Dynamic Agents with CopilotKit
Frontend:
<CopilotKit properties={{ someProperty: "xyz" }}>
<YourApp />
</CopilotKit>
Backend:
def build_agents(context):
return [
LangGraphAgent(
name="some_agent",
description="This agent does something",
graph=graph,
langgraph_config={
"some_property": context["properties"]["someProperty"]
}
)
]
app = FastAPI()
sdk = CopilotKitRemoteEndpoint(agents=build_agents)
Real-World Use Case (In-Body Example)
In a recent booking-related AI copilot project, I used CopilotKit Direct-to-LLM with a FastAPI backend to deliver real-time, streaming AI responses without complex orchestration like LangGraph.
Flow:
- User asks a question
- CopilotKit calls FastAPI → fetches structured data
- CopilotKit sends data directly to LLM
- LLM streams response in real time
This kept the system simple, fast, and maintainable.

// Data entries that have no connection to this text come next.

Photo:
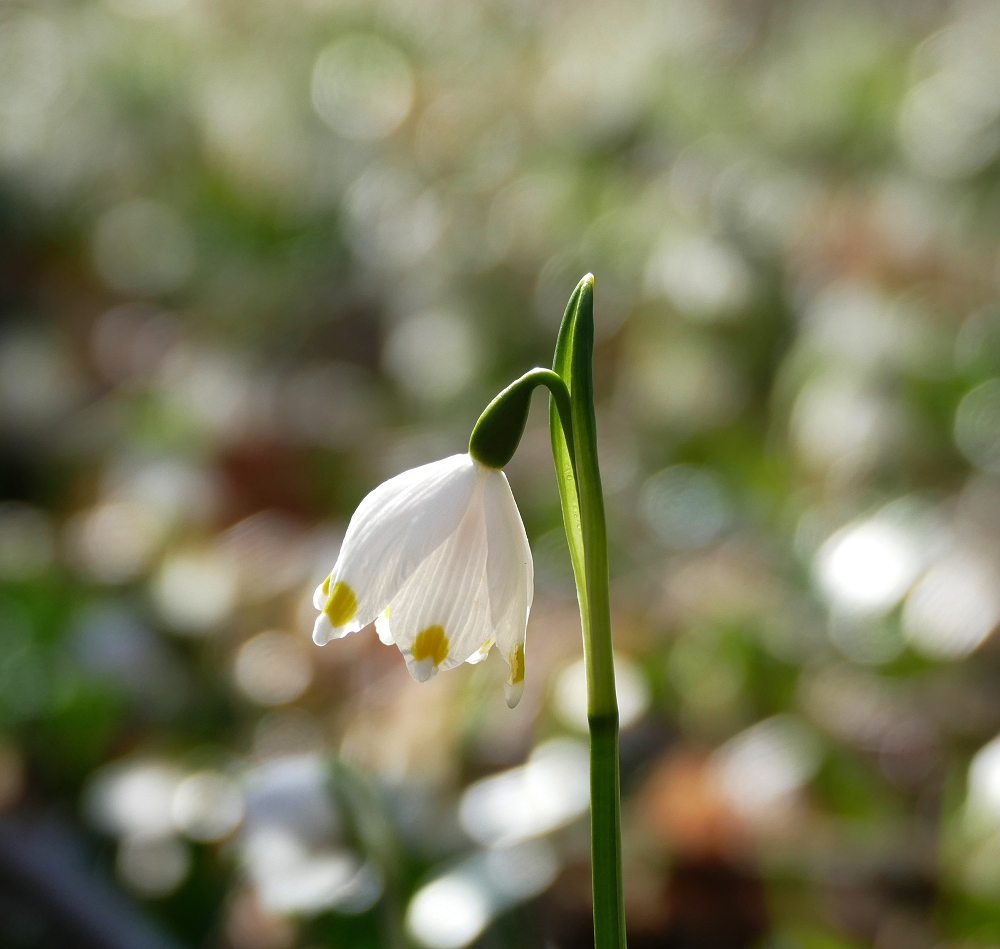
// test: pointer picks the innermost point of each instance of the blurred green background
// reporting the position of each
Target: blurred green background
(256, 257)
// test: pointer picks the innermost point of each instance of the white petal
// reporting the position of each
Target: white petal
(481, 653)
(393, 530)
(510, 579)
(441, 616)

When Should You Use This Architecture?
Use this pattern when:
- You already have a Python backend
- You need real-time streaming responses
- You want to avoid complex orchestration
- You need production-ready scalability
Conclusion
Using CopilotKit Direct-to-LLM with a Remote Python Backend gives you:
✔ FastAPI integration
✔ Real-time streaming AI
✔ Minimal orchestration
✔ Clean system design
✔ Production-ready architecture
If you’re building AI copilots today, this pattern is worth adopting.